Vikram Kilpady
The BJP has been around since 1980 after it left the debris of the Janata Party experiment of the late 1970s. That project collapsed over the dual membership issue when members chose to be RSS karyakartas than be Janata Party members by resigning from the newly-formed party than the Hedgewar-founded apolitical outfit which influences politics. To this day.
From then on, it has been stuck with the pejorative of being a national party without a state to call its own. Though headquartered in Delhi, and wielding considerable success in municipal elections there, the city-state wasn’t a state, like Arvind Kejriwal keeps saying.
Its first state was Gujarat, when in the 1990s Shankersinh Vaghela, Keshubhai Patel and Narendra Modi in quick succession supplanted the Congress-sick, ersatz Janata Dal, with what became a national party finding its state. Of course, the core issue leading to its growth was the rath-driving Lal Krishna Advani himself, espousing a temple where a mosque stood. That mosque went in 1992 under Congress watch.
Since then the BJP has been slowly and steadily acquiring more states all over the country, growing roots in Rajasthan, Madhya Pradesh, Maharashtra, Karnataka, Assam and Goa.
After the decisive victory in Uttar Pradesh in 2017, Bihar was the lone state left out of its northern orbit. With the Janata Dal United of NItish Kumar being consigned to the second party in the alliance, the BJP has all the reasons to swallow those laddoos being dealt out in the streets of Patna by delirious party workers. A similar procession in 2015 turned out to be a jinx, the JDU and the RJD alliance thwacked the BJP and ruled Bihar for two years. But consistent pressure at Nitish for allying with the jungle raj folk had its dividends, Kumar just upped and left the original Mahagathbandhan, back into the BJP matrix.
Now, Nitish Kumar is in a place, like in the song Hotel California, which you can check out from but can never leave. The state is in BJP hands. That’s the fact.

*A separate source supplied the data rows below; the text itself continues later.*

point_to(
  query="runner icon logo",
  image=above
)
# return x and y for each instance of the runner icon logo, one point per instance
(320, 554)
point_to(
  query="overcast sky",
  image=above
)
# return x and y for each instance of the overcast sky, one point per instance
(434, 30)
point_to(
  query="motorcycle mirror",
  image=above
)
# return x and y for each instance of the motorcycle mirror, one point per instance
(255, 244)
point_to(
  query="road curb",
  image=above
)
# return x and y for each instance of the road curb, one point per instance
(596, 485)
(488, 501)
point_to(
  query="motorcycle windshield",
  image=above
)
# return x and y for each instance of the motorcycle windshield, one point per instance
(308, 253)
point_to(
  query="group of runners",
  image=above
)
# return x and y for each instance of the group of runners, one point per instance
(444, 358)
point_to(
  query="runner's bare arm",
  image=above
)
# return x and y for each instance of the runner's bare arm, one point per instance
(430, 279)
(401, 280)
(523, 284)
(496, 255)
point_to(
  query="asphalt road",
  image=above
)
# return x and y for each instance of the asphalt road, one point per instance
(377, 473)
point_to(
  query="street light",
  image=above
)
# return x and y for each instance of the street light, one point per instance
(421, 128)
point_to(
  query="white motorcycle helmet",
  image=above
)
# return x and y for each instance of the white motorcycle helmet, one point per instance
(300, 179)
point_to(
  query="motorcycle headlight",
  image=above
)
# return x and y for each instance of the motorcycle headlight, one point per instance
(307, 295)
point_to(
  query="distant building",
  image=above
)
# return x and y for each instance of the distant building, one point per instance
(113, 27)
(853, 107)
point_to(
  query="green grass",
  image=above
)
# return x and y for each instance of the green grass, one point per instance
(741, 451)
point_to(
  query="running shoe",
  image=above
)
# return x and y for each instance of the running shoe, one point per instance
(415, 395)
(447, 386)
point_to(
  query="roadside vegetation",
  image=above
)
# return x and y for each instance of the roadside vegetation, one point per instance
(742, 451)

Will a late evening reverse wipe out all that is written above? We don’t know but people have complained about the machine, again. That machine which delivers results fast and quick, and benefits not every other party, the BJP’s rivals say.
Nitish Kumar has been ruling Bihar for 18 years now, but the anti-incumbency against the JDU was pretty strong. He may continue to be the next chief minister too but on someone else’s terms, like a serf to a feudal lord, who may be asked to leave if he doesn’t behave.
It is not for nothing the repeated call for a Congress-mukt Bharat, the mukti is not from power but from hegemony and thought. The party itself had gone starry-eyed at getting 70 seats in the RJD coalition, now it will be shouldering the blame for being the useless batsman.